Par Anaclet de Paxatagore, dans Droit et procédure pénale -# 861 - Fil RSS
Eric DECOUTY, journaliste au Figaro, signe un ouvrage publié chez Denoël, Un Fiasco français : histoire secrète du pôle financier, consacré, comme son nom l'indique, au pôle financier de Paris : les raisons qui ont conduit à la création du pôle, boulevard des Italiens, l'enthousiasme des débuts, et puis surtout, la lente descente aux enfers et les très rares succès. Au nombre des échecs, un certain nombre de procès qui ont vu se dégonfler des procédures emblématiques : on pense à la relaxe de DSK ou de Robert Hue ; ou encore des dossiers solides qui se sont achevés de façon en définitive peu répressive (les marchés publics d'Île de France). Au nombre des succès, le dossier Elf.

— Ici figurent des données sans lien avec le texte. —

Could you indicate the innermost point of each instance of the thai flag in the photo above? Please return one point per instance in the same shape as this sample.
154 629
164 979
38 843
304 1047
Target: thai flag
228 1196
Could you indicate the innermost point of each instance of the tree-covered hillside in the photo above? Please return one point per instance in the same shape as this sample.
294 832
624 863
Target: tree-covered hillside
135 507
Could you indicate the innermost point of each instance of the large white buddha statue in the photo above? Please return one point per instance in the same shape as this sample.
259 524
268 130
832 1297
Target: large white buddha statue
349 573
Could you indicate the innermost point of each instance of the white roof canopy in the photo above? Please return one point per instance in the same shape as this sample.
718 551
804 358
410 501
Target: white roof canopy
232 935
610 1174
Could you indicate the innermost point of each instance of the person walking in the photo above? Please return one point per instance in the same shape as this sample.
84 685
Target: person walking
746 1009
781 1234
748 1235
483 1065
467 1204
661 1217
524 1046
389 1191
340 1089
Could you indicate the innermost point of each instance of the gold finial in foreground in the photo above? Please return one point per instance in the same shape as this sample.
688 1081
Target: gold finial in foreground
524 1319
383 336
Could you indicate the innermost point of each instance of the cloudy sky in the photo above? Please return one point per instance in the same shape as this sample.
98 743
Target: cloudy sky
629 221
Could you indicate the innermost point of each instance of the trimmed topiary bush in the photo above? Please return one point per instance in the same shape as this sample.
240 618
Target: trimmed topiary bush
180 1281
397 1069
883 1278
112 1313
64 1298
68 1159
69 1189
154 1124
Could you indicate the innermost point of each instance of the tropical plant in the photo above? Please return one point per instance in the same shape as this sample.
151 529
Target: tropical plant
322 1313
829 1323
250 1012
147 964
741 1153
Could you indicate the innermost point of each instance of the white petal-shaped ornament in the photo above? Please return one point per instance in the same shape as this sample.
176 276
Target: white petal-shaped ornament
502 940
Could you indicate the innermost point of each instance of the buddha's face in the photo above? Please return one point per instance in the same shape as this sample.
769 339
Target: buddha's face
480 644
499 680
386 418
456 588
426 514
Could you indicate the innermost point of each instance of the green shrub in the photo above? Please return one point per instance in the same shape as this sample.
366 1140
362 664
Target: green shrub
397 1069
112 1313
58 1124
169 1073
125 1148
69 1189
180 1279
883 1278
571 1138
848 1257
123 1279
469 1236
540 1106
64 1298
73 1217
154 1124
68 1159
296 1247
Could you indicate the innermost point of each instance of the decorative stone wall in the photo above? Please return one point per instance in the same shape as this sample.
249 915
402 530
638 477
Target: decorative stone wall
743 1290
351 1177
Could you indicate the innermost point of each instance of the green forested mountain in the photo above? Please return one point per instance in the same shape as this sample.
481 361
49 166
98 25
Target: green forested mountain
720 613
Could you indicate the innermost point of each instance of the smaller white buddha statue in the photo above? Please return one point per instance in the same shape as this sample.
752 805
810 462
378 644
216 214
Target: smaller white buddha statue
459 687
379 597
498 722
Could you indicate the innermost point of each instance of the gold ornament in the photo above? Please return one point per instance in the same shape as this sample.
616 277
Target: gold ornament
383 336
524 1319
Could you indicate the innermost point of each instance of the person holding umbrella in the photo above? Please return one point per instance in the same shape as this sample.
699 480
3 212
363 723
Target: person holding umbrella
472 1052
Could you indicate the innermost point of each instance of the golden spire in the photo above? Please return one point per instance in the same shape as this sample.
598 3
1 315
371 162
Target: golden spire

Ce qui est surtout intéressant, dans cet ouvrage, ce sont les analyses sur les causes de l'échec : les rivalités personnelles entre magistrat (Eva Joly et Renaud Van Ruymbecke d'abord, puis désormais d'Huy et Pons contre RVB), le secret défense opposé à nombre d'investigations (en particuliers dans l'affaire des frégates) au détriment même de l'intérêt public (l'Etat français risque d'être condamné à payer à Taïwan les pot-de-vin, sans pouvoir ensuite se retourner contre ceux qui en ont bénéficié), l'absence de moyens mis à côté du pôle : les brigades financières dont les effectifs sont en diminution, pas assez d'assistants venus des administrations économiques (trésor, douanes, fisc...), un recrutement et une formation indigents des magistrats (et des magistrats instructeurs et des magistrats qui doivent ensuite assurer les audiences où sont évoqués les dossiers financiers). A quoi s'ajoutent une méfiance considérable à l'égard du parquet, dans certaines affaires tout au moins, puisque le parquet est considéré comme aux ordres de la Chancellerie et donc, du gouvernement.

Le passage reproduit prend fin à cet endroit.